Photorefractive properties of a thiapyrylium-dye-sensitized polymer composite

Abstract

The detailed photorefractive properties of a thiapyrylium-dye-sensitized photorefractive polymeric composite are presented. The composite contains an ionic thiapyrylium dye, 4-(4-dimethylaminophenyl)-2,6-diphenylthiapyrylium perchlorate, as a photocharge generation sensitizer, 4-(N,N-diethylamino)-(β)-nitrostyrene as a second-order nonlinear optical chromophore, and poly(9-vinylcarbazole) as a host polymer as well as a charge transporting agent. The electrooptic and photoconductive properties of the composite have been studied and an apparent sublinear dependence of the photoconductivity on the illumination power density has been observed.

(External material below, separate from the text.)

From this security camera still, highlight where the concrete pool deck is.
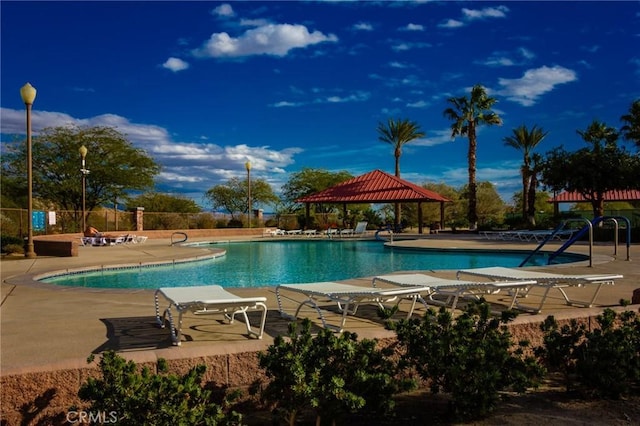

Both degenerate and nondegenerate four-wave-mixing experiments have been carried out and a holographic diffraction efficiency of 1.1% has been achieved in a 160-μm-thick film at an external field of 62.5 V/μm. A nonlocal character of the photorefractivity has been established through the asymmetric energy transfer with a gain of 7 cm−1 in a two-beam coupling experiment. The dynamics of the formation and erasure of the holographic gratings has been studied. The rise time and erasure time for the space-charge field have been measured as a function of the writing and erasure beam intensities, respectively. The sublinear character of these dependencies can be explained by the apparent sublinear photoconductivity of the composite. The dependence of the grating rise time on the applied electric field is attributed to the field dependence of both the photocharge generation quantum efficiency and the charge mobility in the polymer matrix. The application of this material to information storage and image processing has been explored with demonstrations of holographic image recording and retrieval.